Como diagnóstico dos resultados negativos apresentados pela escola, foi atribuída ao povo a responsabilidade, pois o Estado passa a ser inocentado diante da evasão, defasagem e fracasso, de vítima ele passa a ser réu. Atualmente presenciamos o governo impor a avaliação institucional, e os resultados, quando negativos, são atribuídos ao despreparo dos professores, à falta de empenho dos alunos ou à má administração dos reitores e diretores, em nenhum momento é atribuído qualquer tipo de responsabilidade ao governo. O aluno é visto como atrasado, carente, lento para aprender, sem informação e sem herança cultural. como se tudo estivesse garantido para que isso não acontecesse. Diante dos fatos, as políticas educacionais se voltam para tentar suprir essas deficiências geradas. Só que, ao tentar corrigir essas distorções, usam de expedientes que comprovadamente não deram certo; a exemplo podemos citar os inúmeros projetos já executados, tanto aqui no Nordeste, como em outras regiões do país. Ao lidar com adversidades e culturas diferentes, não podemos acreditar que com decreto se possa resolver esse tipo de problema. As discussões pós-modernas trazidas por SILVA (1998), SILVA (et al. 1999) e outros têm mostrado como a prática educativa interfere na produção da subjetividade e identidade.

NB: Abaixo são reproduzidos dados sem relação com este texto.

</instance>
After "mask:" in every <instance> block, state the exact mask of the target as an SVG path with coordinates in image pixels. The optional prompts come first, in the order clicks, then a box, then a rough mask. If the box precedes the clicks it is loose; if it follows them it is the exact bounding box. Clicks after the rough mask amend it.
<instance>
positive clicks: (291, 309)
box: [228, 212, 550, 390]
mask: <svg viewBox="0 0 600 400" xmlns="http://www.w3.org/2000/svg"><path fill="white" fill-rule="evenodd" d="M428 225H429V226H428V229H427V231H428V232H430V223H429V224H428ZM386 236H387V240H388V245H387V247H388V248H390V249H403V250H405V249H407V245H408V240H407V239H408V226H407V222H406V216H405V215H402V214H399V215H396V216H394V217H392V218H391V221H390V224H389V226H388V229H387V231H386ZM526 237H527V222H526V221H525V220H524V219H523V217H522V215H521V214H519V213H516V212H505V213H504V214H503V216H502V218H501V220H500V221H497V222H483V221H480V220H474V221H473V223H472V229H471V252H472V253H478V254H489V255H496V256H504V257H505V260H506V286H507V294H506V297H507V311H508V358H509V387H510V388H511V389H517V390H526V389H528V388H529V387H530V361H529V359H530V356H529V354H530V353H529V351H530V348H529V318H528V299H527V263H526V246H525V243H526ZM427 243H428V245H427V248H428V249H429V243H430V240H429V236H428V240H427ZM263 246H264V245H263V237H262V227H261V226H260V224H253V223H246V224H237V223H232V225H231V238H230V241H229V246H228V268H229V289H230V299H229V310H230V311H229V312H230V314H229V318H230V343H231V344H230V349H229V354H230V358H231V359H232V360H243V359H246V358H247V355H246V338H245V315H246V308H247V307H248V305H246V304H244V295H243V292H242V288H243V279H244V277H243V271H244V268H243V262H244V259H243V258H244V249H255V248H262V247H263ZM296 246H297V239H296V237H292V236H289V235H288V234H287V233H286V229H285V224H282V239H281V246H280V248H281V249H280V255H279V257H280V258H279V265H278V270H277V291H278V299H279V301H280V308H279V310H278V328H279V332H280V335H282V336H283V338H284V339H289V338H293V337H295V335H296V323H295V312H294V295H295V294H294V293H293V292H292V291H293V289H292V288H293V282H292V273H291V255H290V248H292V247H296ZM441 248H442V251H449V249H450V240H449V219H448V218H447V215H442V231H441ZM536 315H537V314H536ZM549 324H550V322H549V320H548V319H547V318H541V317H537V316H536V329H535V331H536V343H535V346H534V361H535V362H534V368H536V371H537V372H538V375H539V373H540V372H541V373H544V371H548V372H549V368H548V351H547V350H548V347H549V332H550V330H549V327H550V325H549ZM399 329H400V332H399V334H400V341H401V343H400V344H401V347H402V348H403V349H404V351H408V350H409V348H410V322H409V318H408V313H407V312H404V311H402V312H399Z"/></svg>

Esse movimento pode ser negativo ou positivo, tendo em vista o questionamento de que tipo de identidade tem sido formado. Quem tem sido beneficiado? Certamente, não se pode mais desejar que rotinas e rituais escolares continuem a contribuir com a adoção de posicionamentos que ignorem aqueles que se sentam nos bancos das escolas públicas, destituindo-os de sua identidade.